In our experiments, the results obtained following EA at the Neiguan point indicate attenuation of myocardial injury, as evidenced by a reduced apoptotic index. This was consistent with an inhibition of MIRI-induced apoptosis and decreased β-EP and MDA content. In addition, increases of Bcl-2 expression and GSH-PX activity were observed, which could act to protect cardiac myocytes from undergoing apoptosis and membrane peroxidation.

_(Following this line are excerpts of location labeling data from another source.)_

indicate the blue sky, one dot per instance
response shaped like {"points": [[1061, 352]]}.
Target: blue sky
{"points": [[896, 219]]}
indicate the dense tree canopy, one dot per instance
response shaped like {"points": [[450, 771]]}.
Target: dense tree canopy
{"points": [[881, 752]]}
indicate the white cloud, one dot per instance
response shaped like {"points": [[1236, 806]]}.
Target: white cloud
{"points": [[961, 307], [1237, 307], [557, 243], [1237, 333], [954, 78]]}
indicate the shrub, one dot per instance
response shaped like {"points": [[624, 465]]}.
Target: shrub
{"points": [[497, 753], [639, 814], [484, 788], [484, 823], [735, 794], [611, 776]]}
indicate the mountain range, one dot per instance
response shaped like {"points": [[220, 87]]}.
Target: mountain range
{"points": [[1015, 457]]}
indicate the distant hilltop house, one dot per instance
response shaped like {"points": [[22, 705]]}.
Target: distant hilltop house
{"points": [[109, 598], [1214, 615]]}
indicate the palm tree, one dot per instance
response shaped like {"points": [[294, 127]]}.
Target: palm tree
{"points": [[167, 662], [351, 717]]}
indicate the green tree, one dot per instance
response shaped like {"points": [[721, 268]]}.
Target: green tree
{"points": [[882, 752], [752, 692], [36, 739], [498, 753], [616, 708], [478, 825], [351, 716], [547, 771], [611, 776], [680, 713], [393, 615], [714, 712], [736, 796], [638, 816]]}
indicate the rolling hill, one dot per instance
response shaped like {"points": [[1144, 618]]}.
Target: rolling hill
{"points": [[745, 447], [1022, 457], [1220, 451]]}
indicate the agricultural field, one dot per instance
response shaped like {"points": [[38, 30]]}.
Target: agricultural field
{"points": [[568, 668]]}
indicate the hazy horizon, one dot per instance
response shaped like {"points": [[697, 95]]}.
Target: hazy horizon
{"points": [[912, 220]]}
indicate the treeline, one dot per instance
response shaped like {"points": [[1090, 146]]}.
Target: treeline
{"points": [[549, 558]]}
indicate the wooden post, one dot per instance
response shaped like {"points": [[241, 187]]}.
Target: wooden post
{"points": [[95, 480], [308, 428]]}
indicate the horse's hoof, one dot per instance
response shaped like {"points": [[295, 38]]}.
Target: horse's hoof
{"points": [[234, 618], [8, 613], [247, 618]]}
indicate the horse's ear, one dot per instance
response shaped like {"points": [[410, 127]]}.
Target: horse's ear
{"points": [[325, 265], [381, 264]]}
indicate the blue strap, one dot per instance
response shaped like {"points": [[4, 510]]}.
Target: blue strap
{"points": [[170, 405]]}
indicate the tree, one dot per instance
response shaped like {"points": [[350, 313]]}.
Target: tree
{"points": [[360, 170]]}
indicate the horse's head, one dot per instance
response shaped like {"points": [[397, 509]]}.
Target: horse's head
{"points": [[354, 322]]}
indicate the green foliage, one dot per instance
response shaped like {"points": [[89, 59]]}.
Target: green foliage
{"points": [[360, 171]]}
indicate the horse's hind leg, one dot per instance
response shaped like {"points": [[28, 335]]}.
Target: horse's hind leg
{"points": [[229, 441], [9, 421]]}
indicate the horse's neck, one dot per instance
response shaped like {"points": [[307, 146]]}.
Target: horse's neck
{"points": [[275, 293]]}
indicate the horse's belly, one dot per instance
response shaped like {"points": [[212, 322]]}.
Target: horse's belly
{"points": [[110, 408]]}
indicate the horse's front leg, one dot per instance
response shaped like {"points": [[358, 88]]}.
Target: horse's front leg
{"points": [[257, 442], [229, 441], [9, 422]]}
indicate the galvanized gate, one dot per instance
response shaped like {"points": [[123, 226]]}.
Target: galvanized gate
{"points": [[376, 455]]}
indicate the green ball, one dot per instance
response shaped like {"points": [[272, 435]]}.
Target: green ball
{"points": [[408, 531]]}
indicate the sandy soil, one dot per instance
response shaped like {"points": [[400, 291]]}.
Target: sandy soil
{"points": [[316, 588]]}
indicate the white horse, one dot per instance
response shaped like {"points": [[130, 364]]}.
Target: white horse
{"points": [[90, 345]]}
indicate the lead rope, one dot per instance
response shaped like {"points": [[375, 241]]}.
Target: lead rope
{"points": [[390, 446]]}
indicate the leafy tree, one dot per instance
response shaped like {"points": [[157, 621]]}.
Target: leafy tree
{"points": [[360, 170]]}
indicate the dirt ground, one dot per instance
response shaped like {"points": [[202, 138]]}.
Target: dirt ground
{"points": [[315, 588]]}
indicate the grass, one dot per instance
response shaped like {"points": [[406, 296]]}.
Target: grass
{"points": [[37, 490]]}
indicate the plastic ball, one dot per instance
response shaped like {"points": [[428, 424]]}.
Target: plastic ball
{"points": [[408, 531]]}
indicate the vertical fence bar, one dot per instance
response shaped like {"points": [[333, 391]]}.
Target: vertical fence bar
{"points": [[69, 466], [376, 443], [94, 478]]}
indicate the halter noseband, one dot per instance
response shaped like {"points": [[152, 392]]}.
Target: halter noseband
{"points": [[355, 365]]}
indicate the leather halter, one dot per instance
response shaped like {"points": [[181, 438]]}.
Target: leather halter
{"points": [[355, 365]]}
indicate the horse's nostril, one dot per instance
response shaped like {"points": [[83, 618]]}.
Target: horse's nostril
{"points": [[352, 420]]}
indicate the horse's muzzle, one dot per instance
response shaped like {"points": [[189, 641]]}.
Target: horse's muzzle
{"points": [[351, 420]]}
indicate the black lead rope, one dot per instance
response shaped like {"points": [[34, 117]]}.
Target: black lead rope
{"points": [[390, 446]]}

Taken together, these data indicate that acupuncture applied to the Neiguan point attenuates the extent of MIRI via reduction of Bax expression and promotion of Bcl-2 expression. Together, these may act to inhibit the triggering of apoptosis concomitant with a reduction in ischemic reperfusion-induced superoxide injury and reduced free radical production. Modification of β-EP content in medulla oblongata neurons may be one of the central mechanisms whereby EA affects MIRI.
Cardioprotective effects against MIRI can be elicited by EA at the Neiguan point. In addition, comparison with EA at the Lieque point demonstrated a relative specificity of EA at the Neiguan point.
The present study was supported by a grant from the Wuhan Science & Technology Chenguang Project (#2003138).